Do you know anything about once you have a pressure sore or an ulcer, the best way to heal that? Is that going to be something that you may or may not look at in the future? Like, for instance, just staying off of it? Or having a surgeon sew it up? Is that -- what are those options that are available?

>> SUZANNE GROAH: Well, there are a lot of options and that is highly variable, depending on the person because each wound is different. And there are never going to be two wounds that are the same. So it's really a very individual decision. There's never going to be one answer to that question, although, I have to say from my -- you know, putting my clinical hat on, getting off the wound is always -- almost always, I would say, the best place to start. Okay?

>> LAURIE: All righty. Okay. I guess with that, I'm not seeing any more questions. So we'll go ahead and close.

If anyone wants to follow-up, as you said earlier, you can contact us through Facebook or through the web site.

>> SUZANNE GROAH: Okay. And if I could, we would again, very much appreciate it if everyone could complete the evaluation and also at the end of the evaluation there's an option to submit information.
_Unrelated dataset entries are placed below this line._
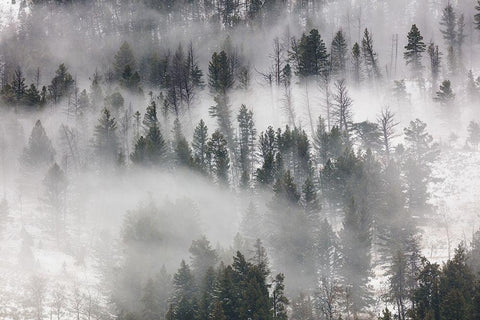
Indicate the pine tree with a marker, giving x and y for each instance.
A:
(476, 17)
(370, 56)
(61, 84)
(39, 150)
(199, 146)
(435, 61)
(312, 56)
(203, 257)
(343, 103)
(96, 93)
(184, 297)
(183, 153)
(338, 54)
(449, 22)
(279, 300)
(220, 75)
(106, 141)
(221, 111)
(420, 153)
(218, 154)
(445, 95)
(18, 85)
(414, 50)
(246, 143)
(155, 148)
(123, 58)
(357, 63)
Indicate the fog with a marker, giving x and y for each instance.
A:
(339, 171)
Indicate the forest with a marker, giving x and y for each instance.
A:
(240, 159)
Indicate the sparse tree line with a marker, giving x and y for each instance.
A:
(344, 198)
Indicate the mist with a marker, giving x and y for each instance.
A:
(239, 159)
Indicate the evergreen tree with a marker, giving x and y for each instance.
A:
(414, 50)
(435, 61)
(32, 97)
(356, 245)
(155, 148)
(279, 300)
(448, 21)
(342, 114)
(357, 63)
(151, 308)
(183, 153)
(420, 153)
(445, 95)
(18, 85)
(123, 58)
(218, 154)
(370, 56)
(150, 118)
(473, 134)
(39, 150)
(199, 146)
(184, 297)
(220, 75)
(106, 141)
(312, 56)
(338, 54)
(476, 17)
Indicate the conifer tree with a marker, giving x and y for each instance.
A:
(476, 17)
(203, 257)
(123, 58)
(218, 155)
(370, 56)
(150, 118)
(39, 150)
(106, 141)
(155, 148)
(183, 153)
(414, 50)
(448, 21)
(435, 61)
(445, 95)
(18, 85)
(199, 146)
(473, 134)
(338, 54)
(61, 84)
(220, 75)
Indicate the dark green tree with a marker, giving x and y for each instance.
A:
(414, 50)
(39, 150)
(217, 153)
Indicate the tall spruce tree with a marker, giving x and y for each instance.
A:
(414, 50)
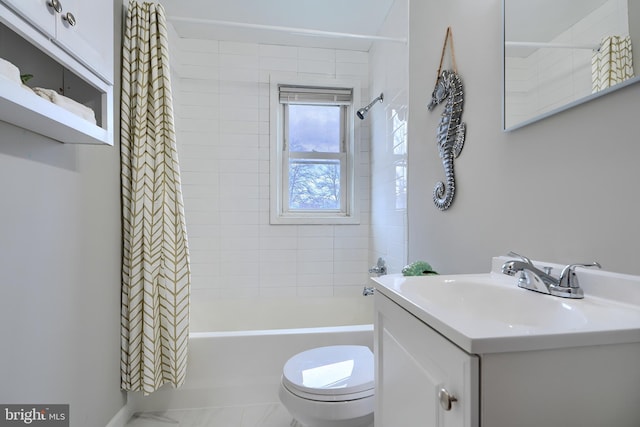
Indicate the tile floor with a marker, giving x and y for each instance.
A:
(267, 415)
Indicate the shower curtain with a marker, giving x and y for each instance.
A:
(612, 63)
(155, 270)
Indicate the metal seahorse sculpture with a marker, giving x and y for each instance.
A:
(451, 133)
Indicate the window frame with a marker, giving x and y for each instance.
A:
(279, 155)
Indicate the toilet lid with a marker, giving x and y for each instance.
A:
(334, 370)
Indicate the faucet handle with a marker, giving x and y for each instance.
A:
(568, 278)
>> LAURIE: Okay. Great. All right. Well, in closing, I want to thank everyone in the audience for being with us today, and thank you to Dr. Groah and Manon for doing -- for giving such a wonderful presentation. I found it to be very informative.

And thank you for mentioning the evaluation. We do encourage everybody. You can click on the evaluation, on the link on the web site and you will be taken directly to it. We really do appreciate your feedback.

Thanks, again, for joining this webinar and everyone have a wonderful afternoon. Bye-bye.